Julian Opie is a contemporary English artist born in London in 1958. He graduated from Goldsmiths College in 1982 and now lives and works in London. His work consists on using computer software to reduce complex photographs or short films and turn them into figurative and basic cartoon art. He is known for his Imagine You Are series (where he demonstrates how daily activities can be represented by simple reductions) and for his depiction of cartoon-esque pole dancers, and for his minimalistic portraits, which sometimes turn into series where he draws the same person repeatedly adding new details (sunglasses, necklaces…). He finds it easier to draw women than men and when making portraits he goes by trial and error.
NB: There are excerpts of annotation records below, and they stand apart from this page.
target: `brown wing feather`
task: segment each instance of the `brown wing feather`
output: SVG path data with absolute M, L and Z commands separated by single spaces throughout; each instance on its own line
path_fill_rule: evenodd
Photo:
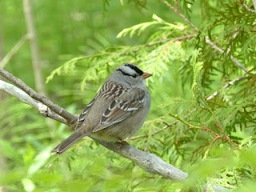
M 145 93 L 139 88 L 128 89 L 114 99 L 103 113 L 100 123 L 94 129 L 97 132 L 133 115 L 143 106 Z

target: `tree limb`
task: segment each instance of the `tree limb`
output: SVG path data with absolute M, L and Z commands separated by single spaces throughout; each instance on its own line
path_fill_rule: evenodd
M 59 106 L 55 105 L 49 99 L 45 97 L 38 94 L 33 89 L 29 87 L 26 83 L 24 83 L 21 79 L 17 78 L 13 74 L 8 73 L 3 69 L 0 68 L 0 74 L 8 79 L 9 81 L 14 83 L 18 87 L 22 89 L 25 93 L 30 95 L 32 98 L 43 103 L 46 106 L 48 106 L 52 111 L 55 112 L 61 117 L 64 118 L 69 124 L 74 124 L 76 122 L 77 118 L 74 116 L 74 114 L 69 113 L 65 109 L 60 107 Z
M 3 81 L 0 81 L 0 90 L 10 94 L 22 102 L 29 104 L 38 109 L 40 113 L 45 116 L 63 122 L 70 126 L 72 126 L 70 119 L 77 119 L 77 115 L 70 114 L 66 110 L 54 104 L 47 98 L 43 98 L 30 87 L 26 86 L 20 79 L 18 79 L 14 75 L 1 68 L 0 74 L 14 82 L 18 87 L 21 88 L 24 91 Z M 47 109 L 47 106 L 53 110 L 50 110 Z M 59 109 L 61 112 L 57 113 L 56 111 L 58 111 L 58 109 Z M 66 119 L 66 117 L 68 117 L 69 119 Z M 123 145 L 120 146 L 120 144 L 118 143 L 108 143 L 98 140 L 95 141 L 104 146 L 106 148 L 133 161 L 145 171 L 150 174 L 158 174 L 171 180 L 185 180 L 187 177 L 186 173 L 164 162 L 158 156 L 139 150 L 130 146 L 127 142 L 122 143 Z
M 15 97 L 21 102 L 26 104 L 28 104 L 33 106 L 34 108 L 38 110 L 40 114 L 42 114 L 45 117 L 50 118 L 52 119 L 54 119 L 58 122 L 60 122 L 62 123 L 64 123 L 69 126 L 68 122 L 64 118 L 62 118 L 62 116 L 58 115 L 55 112 L 50 110 L 49 107 L 47 107 L 46 105 L 32 98 L 30 95 L 28 95 L 21 89 L 18 89 L 16 86 L 8 82 L 0 80 L 0 90 L 3 90 L 6 92 L 10 95 Z

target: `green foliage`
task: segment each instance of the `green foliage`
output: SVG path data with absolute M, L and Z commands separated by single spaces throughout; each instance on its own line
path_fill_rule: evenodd
M 207 183 L 207 191 L 214 186 L 254 191 L 255 14 L 239 1 L 178 4 L 198 33 L 162 2 L 34 2 L 50 100 L 78 114 L 116 67 L 136 63 L 154 74 L 147 81 L 152 105 L 138 134 L 143 137 L 129 142 L 189 173 L 188 179 L 175 182 L 146 173 L 90 138 L 62 155 L 50 154 L 71 132 L 10 98 L 0 101 L 0 186 L 10 191 L 202 191 Z M 20 18 L 21 5 L 4 6 L 0 13 Z M 1 18 L 8 50 L 17 41 L 8 35 L 15 30 Z M 11 34 L 18 39 L 25 23 L 11 21 L 21 27 Z M 22 72 L 30 71 L 22 66 L 30 59 L 27 48 L 7 70 L 30 86 L 32 75 Z

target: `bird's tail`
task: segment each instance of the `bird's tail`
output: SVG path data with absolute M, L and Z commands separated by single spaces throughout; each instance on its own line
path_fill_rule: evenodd
M 66 138 L 62 142 L 58 145 L 51 153 L 57 153 L 58 154 L 61 154 L 67 150 L 71 146 L 78 142 L 81 138 L 85 137 L 86 134 L 82 134 L 81 132 L 74 132 L 70 137 Z

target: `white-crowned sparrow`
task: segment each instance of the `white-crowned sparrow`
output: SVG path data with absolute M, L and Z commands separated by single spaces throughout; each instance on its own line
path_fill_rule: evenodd
M 52 152 L 62 154 L 85 136 L 121 142 L 140 130 L 150 108 L 144 79 L 150 74 L 132 63 L 118 67 L 80 114 L 75 132 Z

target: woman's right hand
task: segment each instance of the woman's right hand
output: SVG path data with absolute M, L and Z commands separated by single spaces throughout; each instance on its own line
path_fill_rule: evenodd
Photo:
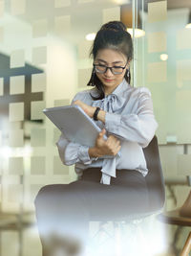
M 96 146 L 94 148 L 89 149 L 90 157 L 101 157 L 103 155 L 117 155 L 119 151 L 121 146 L 120 141 L 117 139 L 114 135 L 109 135 L 107 140 L 103 138 L 106 130 L 103 128 L 101 132 L 99 132 Z

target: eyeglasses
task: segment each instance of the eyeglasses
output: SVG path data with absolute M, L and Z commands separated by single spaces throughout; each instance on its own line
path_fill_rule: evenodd
M 114 67 L 108 67 L 102 64 L 94 64 L 95 71 L 96 73 L 104 74 L 107 72 L 108 69 L 111 70 L 112 74 L 114 75 L 119 75 L 122 74 L 123 70 L 125 69 L 127 63 L 125 64 L 124 67 L 120 66 L 114 66 Z

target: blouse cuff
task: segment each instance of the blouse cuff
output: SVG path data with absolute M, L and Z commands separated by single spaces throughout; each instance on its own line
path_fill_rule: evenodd
M 117 132 L 120 125 L 120 115 L 106 112 L 105 114 L 105 128 L 109 132 Z
M 80 146 L 78 150 L 78 159 L 83 162 L 85 165 L 89 165 L 92 163 L 92 158 L 88 153 L 89 147 L 87 146 Z

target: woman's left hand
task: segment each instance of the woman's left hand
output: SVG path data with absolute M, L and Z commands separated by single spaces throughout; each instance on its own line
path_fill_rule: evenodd
M 84 104 L 83 102 L 77 100 L 75 102 L 74 102 L 74 104 L 79 105 L 83 110 L 84 112 L 89 115 L 89 117 L 93 118 L 93 115 L 96 109 L 96 106 L 92 106 L 92 105 L 89 105 L 87 104 Z

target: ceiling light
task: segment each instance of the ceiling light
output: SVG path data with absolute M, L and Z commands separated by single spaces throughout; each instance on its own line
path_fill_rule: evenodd
M 96 33 L 91 33 L 86 35 L 86 40 L 88 41 L 94 41 L 95 37 L 96 37 Z
M 132 6 L 131 4 L 122 5 L 120 7 L 120 20 L 127 27 L 127 32 L 133 37 L 133 15 L 132 15 Z M 138 12 L 138 20 L 136 21 L 137 28 L 135 28 L 134 36 L 136 38 L 141 37 L 145 35 L 145 31 L 142 29 L 142 22 L 140 19 L 140 15 Z
M 133 29 L 127 29 L 127 32 L 129 32 L 129 34 L 133 37 Z M 145 35 L 145 32 L 143 30 L 135 29 L 135 37 L 136 38 L 138 38 L 138 37 L 141 37 L 141 36 L 144 36 L 144 35 Z
M 167 60 L 168 59 L 168 55 L 167 54 L 162 54 L 159 56 L 159 58 L 163 61 Z

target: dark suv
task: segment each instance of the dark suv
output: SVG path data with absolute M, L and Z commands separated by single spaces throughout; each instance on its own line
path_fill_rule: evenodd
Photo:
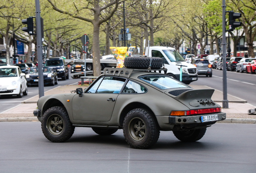
M 234 71 L 236 69 L 236 64 L 243 57 L 232 57 L 230 58 L 229 61 L 227 63 L 227 70 L 228 71 L 230 70 L 231 71 Z
M 62 58 L 51 58 L 46 60 L 43 65 L 44 66 L 51 68 L 52 70 L 56 70 L 58 78 L 63 80 L 68 79 L 68 69 L 64 60 Z

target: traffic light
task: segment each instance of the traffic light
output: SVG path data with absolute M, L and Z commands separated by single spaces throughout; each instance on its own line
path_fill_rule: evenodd
M 27 32 L 30 35 L 34 34 L 34 25 L 33 24 L 33 18 L 29 17 L 27 19 L 23 19 L 21 22 L 24 24 L 27 24 L 27 26 L 22 28 L 22 30 Z
M 240 26 L 241 22 L 235 22 L 235 19 L 241 17 L 241 13 L 234 13 L 233 11 L 229 11 L 229 29 L 230 31 L 234 30 L 235 28 Z

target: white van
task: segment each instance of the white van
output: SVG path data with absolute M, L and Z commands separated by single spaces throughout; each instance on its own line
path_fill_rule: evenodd
M 167 74 L 178 80 L 180 80 L 180 66 L 176 65 L 186 66 L 182 68 L 182 81 L 186 84 L 189 84 L 198 79 L 196 67 L 186 62 L 174 48 L 164 46 L 147 47 L 145 55 L 162 58 L 165 67 L 167 68 Z
M 213 65 L 214 59 L 215 58 L 219 57 L 219 55 L 217 54 L 209 55 L 206 57 L 206 59 L 208 60 L 211 65 Z

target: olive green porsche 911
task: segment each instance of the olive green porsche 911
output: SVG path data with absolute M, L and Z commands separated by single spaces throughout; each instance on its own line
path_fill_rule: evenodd
M 195 90 L 166 74 L 166 69 L 153 70 L 105 68 L 84 91 L 41 97 L 34 115 L 52 142 L 67 140 L 76 127 L 103 135 L 123 129 L 136 149 L 152 146 L 160 131 L 172 131 L 182 141 L 198 141 L 207 127 L 226 119 L 211 99 L 214 90 Z

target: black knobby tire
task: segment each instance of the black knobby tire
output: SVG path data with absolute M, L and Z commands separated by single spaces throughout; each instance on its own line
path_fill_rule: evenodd
M 23 93 L 23 95 L 27 95 L 28 93 L 28 89 L 27 89 L 27 85 L 26 85 L 26 90 L 25 90 L 25 91 L 24 91 Z
M 62 142 L 70 139 L 74 131 L 66 110 L 54 107 L 47 110 L 42 117 L 41 128 L 45 136 L 53 142 Z
M 138 108 L 130 111 L 123 124 L 126 141 L 133 148 L 145 149 L 155 144 L 160 134 L 156 120 L 147 110 Z
M 151 57 L 127 56 L 124 58 L 124 66 L 129 68 L 147 69 L 150 64 Z M 163 59 L 159 57 L 151 57 L 151 69 L 160 68 L 163 66 Z
M 173 131 L 175 137 L 183 142 L 195 142 L 204 136 L 206 128 L 195 130 Z
M 21 88 L 20 89 L 20 93 L 17 95 L 17 98 L 22 97 L 22 88 L 21 87 Z
M 92 128 L 94 132 L 101 135 L 109 135 L 115 133 L 118 131 L 117 129 Z

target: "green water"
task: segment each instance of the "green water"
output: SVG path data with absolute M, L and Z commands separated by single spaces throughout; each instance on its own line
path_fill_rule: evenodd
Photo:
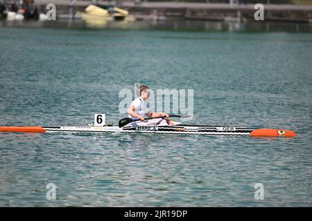
M 116 122 L 120 90 L 141 83 L 193 89 L 192 123 L 297 136 L 3 133 L 0 206 L 312 206 L 310 25 L 76 22 L 0 26 L 1 126 L 84 126 L 102 113 Z

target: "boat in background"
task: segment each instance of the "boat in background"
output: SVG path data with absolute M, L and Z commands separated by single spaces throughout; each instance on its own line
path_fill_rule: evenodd
M 129 12 L 114 6 L 102 5 L 89 5 L 82 14 L 84 20 L 94 21 L 135 21 L 132 16 L 129 15 Z

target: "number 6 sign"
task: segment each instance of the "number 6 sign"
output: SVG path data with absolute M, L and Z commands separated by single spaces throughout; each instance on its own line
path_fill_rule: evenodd
M 103 126 L 105 125 L 105 115 L 97 114 L 94 115 L 94 126 Z

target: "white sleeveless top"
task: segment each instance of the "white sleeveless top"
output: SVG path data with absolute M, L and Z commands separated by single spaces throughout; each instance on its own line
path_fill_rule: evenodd
M 135 113 L 140 115 L 141 117 L 144 117 L 144 115 L 148 112 L 148 109 L 146 107 L 146 104 L 144 102 L 143 99 L 141 97 L 138 97 L 135 99 L 132 103 L 131 105 L 133 105 L 135 107 Z M 128 117 L 131 118 L 132 119 L 137 119 L 137 117 L 134 117 L 130 115 L 128 115 Z

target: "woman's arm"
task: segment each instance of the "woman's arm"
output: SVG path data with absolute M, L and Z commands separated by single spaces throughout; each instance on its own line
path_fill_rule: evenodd
M 148 111 L 146 113 L 146 115 L 148 115 L 149 117 L 166 117 L 166 118 L 169 117 L 169 115 L 165 113 L 159 112 L 159 113 L 153 113 L 150 111 Z
M 130 105 L 129 108 L 128 108 L 128 110 L 127 110 L 127 113 L 130 115 L 132 116 L 133 117 L 137 117 L 137 118 L 141 119 L 141 121 L 144 120 L 144 117 L 141 117 L 139 115 L 138 115 L 137 113 L 135 113 L 135 108 L 133 105 Z

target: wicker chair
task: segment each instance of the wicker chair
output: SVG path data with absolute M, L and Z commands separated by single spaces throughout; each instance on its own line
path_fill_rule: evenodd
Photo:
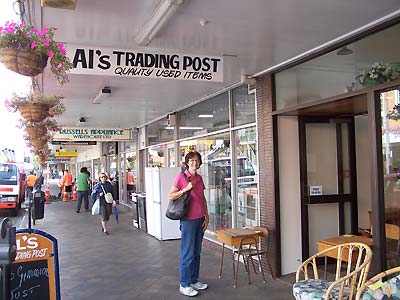
M 261 227 L 261 226 L 255 226 L 255 227 L 253 227 L 253 229 L 255 231 L 259 232 L 260 238 L 264 239 L 263 243 L 257 243 L 257 241 L 254 237 L 246 236 L 246 237 L 242 238 L 239 248 L 237 250 L 235 250 L 235 254 L 238 255 L 238 260 L 240 259 L 240 256 L 243 258 L 244 267 L 246 269 L 246 274 L 247 274 L 249 284 L 251 284 L 250 267 L 249 267 L 250 263 L 253 266 L 254 274 L 257 274 L 256 267 L 255 267 L 254 260 L 253 260 L 253 257 L 256 257 L 259 262 L 263 281 L 265 283 L 266 279 L 265 279 L 265 275 L 264 275 L 264 269 L 263 269 L 263 266 L 261 263 L 261 260 L 263 258 L 266 259 L 271 276 L 273 279 L 275 279 L 274 273 L 272 271 L 271 263 L 268 258 L 269 230 L 268 230 L 268 228 Z M 238 269 L 239 269 L 239 264 L 236 265 L 236 274 L 238 273 Z M 236 280 L 235 280 L 235 286 L 236 285 L 237 285 L 237 275 L 236 275 Z
M 396 274 L 398 273 L 398 274 Z M 389 275 L 390 279 L 383 281 Z M 356 300 L 400 299 L 400 266 L 386 270 L 369 279 L 357 291 Z
M 317 259 L 336 258 L 332 281 L 319 278 Z M 354 299 L 357 289 L 366 281 L 372 250 L 362 243 L 346 243 L 327 248 L 304 261 L 296 272 L 293 296 L 297 300 Z

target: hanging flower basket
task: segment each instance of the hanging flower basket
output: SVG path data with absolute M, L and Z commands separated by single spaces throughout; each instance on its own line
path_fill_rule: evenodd
M 46 145 L 47 141 L 42 139 L 31 139 L 30 143 L 34 148 L 42 149 Z
M 67 57 L 64 45 L 54 40 L 55 30 L 44 26 L 39 31 L 31 24 L 6 22 L 0 26 L 1 61 L 13 71 L 35 76 L 43 72 L 48 60 L 51 73 L 57 81 L 60 84 L 68 82 L 67 72 L 73 68 L 73 64 Z
M 0 48 L 0 62 L 18 74 L 36 76 L 43 73 L 48 56 L 26 49 Z
M 46 135 L 46 127 L 26 126 L 25 131 L 31 137 L 31 141 L 34 139 L 40 139 Z
M 21 116 L 29 122 L 40 122 L 49 116 L 49 105 L 44 103 L 24 103 L 18 105 Z

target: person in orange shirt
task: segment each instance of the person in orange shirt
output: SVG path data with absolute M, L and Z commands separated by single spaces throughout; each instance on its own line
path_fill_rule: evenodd
M 68 199 L 71 199 L 72 195 L 72 174 L 65 170 L 63 177 L 63 185 L 65 186 L 65 192 L 67 193 Z
M 128 196 L 135 191 L 135 176 L 131 168 L 128 168 L 126 172 L 126 190 L 128 191 Z
M 37 179 L 37 177 L 36 177 L 36 175 L 35 175 L 35 173 L 33 171 L 31 171 L 29 173 L 29 175 L 26 177 L 26 180 L 25 180 L 25 186 L 26 186 L 25 195 L 26 195 L 26 197 L 28 199 L 30 199 L 30 196 L 32 195 L 33 186 L 35 185 L 36 179 Z

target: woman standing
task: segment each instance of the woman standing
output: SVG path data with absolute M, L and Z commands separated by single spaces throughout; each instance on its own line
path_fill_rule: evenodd
M 100 201 L 100 214 L 101 214 L 101 230 L 104 234 L 109 235 L 110 233 L 107 230 L 107 222 L 110 219 L 112 207 L 116 205 L 115 200 L 112 203 L 107 203 L 105 199 L 105 194 L 111 193 L 113 198 L 115 199 L 115 193 L 113 186 L 108 181 L 108 176 L 106 173 L 100 174 L 100 182 L 97 183 L 92 192 L 92 203 L 96 202 L 97 198 Z
M 196 296 L 198 290 L 207 288 L 207 284 L 199 281 L 201 246 L 204 231 L 208 226 L 208 209 L 204 196 L 205 186 L 203 178 L 197 174 L 201 164 L 199 152 L 192 151 L 186 154 L 185 165 L 187 169 L 175 178 L 168 194 L 168 199 L 174 201 L 183 193 L 190 191 L 189 212 L 184 220 L 180 220 L 181 255 L 179 262 L 179 291 L 189 297 Z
Hiroshi Sugimoto’s portrait representations of Henry VII and his wives are photographs of wax figures and are part of his series “Portraits”. Although he wasn’t photographing real models, he managed to portray the complexity of wax figures in his work. Sugimoto strategically placed lighting, the way a Renaissance artist would have, to create extremely vivid portraits that look almost like paintings. He also made them look more like painting by isolating them and having a clear background. The use of shadows and light brings out very small details in the pictures. For example, the jewelry on all of the women remains clear and detailed. The positioning of the figures really shows the texture and patterns in their clothing and allows you to see distinct facial expressions and prominent details in the hands (nails, knuckles, rings…). Even though the overall idea of his series is the same, through the positioning of the figures he conveys emotion and movement, every woman has her own personality and through the detail of his work you can see that they are each engaged in a small activity. Hiroshi Sugimoto’s work is similar to Lewis Hine’s work in the sense that they are both photographer that aim to capture history through their work. Hine’s picture of 7-year-old Ferris reminded me of the portraits of the woman because he is also holding something in his hand, and his face is also quite serious.